Date:
23 June 2010
Time: 9:00am to 5:00pm
Speaker:

Berny Sèbe, Cristina Pividori

Regent Street campus

Berny Sèbe on ‘Celebrating’ British and French Imperialism: The Making of Colonial Heroes Acting in Africa (1870-1939).’

This paper analysed the ways in which British and French explorers, missionaries, officers or administrators involved in the European takeover of Africa were promoted, manufactured and ‘packaged’ for home consumption in the context of the wave of ‘New Imperialism’. The socio-cultural, political, technical and commercial processes that led to the emergence of imperial heroes provide a valuable insight into the mechanisms that favoured the emergence of popular expressions of imperialism.

Berny Sèbe is a Lecturer in Colonial and Postcolonial Studies at the University of Birmingham, with research interests in the cultural history of the French and British empires, the decolonization of the Sahara and the legacy of European imperialisms in a comparative perspective. He has published several articles and book chapters, is currently revising his thesis for publication and is co-editing a volume entitled ‘Echoes of Empire’.

Cristina Pividori on 'War Heroes and Pacifists on the Same Front: Re-reading Heroism in Two Imperial War Memoirs’.

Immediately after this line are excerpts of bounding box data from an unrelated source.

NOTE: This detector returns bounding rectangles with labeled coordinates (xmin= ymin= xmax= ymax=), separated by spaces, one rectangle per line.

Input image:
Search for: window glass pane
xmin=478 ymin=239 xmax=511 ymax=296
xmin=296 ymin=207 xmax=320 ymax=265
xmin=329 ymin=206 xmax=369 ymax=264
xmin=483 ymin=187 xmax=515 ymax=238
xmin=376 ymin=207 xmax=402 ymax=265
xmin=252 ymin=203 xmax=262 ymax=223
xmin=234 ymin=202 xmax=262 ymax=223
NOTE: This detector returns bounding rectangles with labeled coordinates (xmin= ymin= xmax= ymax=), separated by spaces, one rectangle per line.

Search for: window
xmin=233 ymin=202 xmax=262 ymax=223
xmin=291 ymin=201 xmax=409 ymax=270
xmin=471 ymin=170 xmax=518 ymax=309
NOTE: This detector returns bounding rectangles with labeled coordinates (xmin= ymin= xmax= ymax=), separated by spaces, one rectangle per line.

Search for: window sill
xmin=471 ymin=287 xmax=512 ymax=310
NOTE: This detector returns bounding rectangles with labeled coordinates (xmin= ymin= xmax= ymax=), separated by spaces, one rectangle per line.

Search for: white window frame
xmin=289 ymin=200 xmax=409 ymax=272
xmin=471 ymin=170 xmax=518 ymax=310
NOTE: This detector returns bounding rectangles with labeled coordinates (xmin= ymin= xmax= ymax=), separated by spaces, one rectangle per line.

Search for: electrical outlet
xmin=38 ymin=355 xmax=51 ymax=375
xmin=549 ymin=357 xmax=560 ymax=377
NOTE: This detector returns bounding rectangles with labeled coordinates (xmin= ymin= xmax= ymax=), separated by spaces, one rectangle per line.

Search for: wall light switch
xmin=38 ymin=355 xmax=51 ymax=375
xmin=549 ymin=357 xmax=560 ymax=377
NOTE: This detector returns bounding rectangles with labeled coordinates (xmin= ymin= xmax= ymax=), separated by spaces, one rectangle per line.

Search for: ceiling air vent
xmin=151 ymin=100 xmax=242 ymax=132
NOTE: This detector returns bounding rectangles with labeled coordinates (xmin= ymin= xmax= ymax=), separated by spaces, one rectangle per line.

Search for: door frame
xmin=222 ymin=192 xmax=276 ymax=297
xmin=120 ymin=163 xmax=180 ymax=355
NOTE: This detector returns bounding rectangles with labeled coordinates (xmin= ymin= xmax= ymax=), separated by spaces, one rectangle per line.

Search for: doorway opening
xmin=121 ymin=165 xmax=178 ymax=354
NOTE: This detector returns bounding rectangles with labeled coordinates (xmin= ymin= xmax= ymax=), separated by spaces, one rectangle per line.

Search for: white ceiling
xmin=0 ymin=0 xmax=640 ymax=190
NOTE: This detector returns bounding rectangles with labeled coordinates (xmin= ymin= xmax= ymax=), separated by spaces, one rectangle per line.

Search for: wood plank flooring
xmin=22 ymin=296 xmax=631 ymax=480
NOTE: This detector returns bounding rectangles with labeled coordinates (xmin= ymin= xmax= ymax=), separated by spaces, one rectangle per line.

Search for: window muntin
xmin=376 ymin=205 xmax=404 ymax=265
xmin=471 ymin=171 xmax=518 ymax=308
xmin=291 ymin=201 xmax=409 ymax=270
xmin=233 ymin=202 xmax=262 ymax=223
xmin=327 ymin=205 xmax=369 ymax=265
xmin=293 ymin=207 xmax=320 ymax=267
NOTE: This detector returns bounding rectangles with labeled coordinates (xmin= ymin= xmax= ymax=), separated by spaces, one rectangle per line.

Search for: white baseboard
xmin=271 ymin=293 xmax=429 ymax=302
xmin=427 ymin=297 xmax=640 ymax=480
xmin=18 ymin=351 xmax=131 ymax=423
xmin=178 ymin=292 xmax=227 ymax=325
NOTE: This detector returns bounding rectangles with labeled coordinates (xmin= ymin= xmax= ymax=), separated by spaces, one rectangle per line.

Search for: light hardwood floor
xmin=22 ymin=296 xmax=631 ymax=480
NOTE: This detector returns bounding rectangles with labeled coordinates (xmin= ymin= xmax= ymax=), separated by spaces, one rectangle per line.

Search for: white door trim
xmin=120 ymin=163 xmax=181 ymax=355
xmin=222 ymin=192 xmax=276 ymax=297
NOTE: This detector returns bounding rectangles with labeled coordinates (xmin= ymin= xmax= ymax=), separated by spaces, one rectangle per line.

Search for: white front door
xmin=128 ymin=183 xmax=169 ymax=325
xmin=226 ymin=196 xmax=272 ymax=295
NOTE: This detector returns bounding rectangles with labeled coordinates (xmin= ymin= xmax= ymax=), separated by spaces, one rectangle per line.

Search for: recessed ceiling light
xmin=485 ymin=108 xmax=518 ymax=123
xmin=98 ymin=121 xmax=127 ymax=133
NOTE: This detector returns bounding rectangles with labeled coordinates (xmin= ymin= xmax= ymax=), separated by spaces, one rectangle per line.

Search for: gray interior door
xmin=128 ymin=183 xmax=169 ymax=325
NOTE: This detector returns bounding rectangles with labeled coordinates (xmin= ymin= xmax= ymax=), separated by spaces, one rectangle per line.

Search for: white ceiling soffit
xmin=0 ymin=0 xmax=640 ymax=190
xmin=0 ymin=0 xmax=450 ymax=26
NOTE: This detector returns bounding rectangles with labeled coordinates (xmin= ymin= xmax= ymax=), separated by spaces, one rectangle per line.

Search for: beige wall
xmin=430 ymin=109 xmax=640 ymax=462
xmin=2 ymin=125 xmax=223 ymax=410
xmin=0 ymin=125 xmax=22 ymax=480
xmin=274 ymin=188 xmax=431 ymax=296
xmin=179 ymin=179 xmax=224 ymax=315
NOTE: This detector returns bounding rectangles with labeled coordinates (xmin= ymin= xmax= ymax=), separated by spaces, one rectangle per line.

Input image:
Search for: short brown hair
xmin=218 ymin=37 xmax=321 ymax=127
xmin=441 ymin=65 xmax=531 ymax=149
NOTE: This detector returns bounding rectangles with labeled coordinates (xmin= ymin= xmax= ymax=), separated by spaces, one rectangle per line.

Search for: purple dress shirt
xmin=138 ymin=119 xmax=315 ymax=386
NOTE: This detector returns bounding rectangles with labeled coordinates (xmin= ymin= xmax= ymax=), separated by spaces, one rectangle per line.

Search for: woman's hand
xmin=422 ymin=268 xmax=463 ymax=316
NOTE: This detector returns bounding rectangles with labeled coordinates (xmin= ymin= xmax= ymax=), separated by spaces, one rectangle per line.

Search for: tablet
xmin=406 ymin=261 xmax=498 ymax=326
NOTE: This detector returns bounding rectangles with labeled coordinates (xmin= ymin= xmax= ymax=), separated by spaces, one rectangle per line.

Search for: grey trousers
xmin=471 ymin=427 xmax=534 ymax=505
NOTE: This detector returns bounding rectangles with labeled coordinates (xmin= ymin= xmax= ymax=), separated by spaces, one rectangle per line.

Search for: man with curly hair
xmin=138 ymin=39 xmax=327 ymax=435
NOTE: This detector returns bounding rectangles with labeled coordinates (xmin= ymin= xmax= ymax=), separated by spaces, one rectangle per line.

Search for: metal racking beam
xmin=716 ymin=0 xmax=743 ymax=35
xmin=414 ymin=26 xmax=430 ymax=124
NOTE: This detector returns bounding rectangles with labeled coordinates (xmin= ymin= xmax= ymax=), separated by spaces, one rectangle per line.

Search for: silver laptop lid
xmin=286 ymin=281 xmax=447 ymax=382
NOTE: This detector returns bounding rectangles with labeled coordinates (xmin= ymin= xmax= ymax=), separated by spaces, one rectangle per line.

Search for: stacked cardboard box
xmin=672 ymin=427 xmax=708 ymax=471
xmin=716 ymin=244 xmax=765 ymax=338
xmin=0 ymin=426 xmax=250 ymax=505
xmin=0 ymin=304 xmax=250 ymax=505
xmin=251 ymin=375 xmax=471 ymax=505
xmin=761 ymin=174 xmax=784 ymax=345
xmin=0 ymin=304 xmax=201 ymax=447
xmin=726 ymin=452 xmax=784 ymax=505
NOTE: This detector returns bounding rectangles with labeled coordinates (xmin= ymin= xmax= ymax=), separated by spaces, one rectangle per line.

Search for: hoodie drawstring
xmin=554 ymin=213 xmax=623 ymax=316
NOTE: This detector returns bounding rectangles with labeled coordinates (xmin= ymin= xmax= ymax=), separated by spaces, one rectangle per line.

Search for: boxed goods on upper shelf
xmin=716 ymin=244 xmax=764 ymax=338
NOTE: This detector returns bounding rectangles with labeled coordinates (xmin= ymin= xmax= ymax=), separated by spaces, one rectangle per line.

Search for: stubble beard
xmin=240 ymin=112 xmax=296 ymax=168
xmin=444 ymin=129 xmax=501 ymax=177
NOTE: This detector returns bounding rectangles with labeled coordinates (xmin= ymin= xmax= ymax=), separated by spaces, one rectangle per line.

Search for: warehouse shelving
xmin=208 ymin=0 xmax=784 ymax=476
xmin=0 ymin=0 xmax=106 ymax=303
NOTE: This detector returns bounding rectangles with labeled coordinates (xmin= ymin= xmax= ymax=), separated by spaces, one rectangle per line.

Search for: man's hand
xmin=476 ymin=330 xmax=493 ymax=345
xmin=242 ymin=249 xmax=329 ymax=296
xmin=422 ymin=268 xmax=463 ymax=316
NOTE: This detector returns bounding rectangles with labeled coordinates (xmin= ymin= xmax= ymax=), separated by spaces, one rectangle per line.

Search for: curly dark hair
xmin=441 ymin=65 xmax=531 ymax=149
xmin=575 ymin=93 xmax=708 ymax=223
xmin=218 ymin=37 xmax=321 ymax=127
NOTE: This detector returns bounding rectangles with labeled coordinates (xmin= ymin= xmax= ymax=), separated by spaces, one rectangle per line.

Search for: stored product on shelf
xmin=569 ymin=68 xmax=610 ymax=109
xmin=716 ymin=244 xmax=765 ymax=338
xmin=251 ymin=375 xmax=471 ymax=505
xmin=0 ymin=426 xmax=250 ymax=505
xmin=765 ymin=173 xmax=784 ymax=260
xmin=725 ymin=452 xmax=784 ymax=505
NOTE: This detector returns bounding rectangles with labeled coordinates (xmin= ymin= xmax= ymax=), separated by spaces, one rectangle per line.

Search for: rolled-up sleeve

This paper explored the notion of heroism in Victorian war literature by analyzing the figure of the soldier-hero in two imperial war memoirs: Captain Mowbray Thomson’s The Story of Cawnpore:

The Indian Mutiny and John Pearman’s The Radical Soldier’s Tale. While The Story of Cawnpore is an emblematic example of what I call the Victorian hero myth, that is, the effective merging of traditional heroism, war as adventure and imperialism in mid-to late-nineteenth century Britain – The Radical Soldier’s Tale appears to posit an alternative to this widely accepted view, challenging its assumed universality and immutability. By analyzing Pearman’s innovative revision of heroism, in contrast to Thomson’s more conventional representation of the theme, I attempted to illustrate both the traditional construction and a possible re-reading of the subject taking place in the same period. Particular attention was given to the fact that Pearman’s shift towards a more complex appreciation of the heroic subject appears to anticipate similar patterns occurring in the literature written during and after World War One.

Cristina Pividori works at the Universitat Autònoma de Barcelona.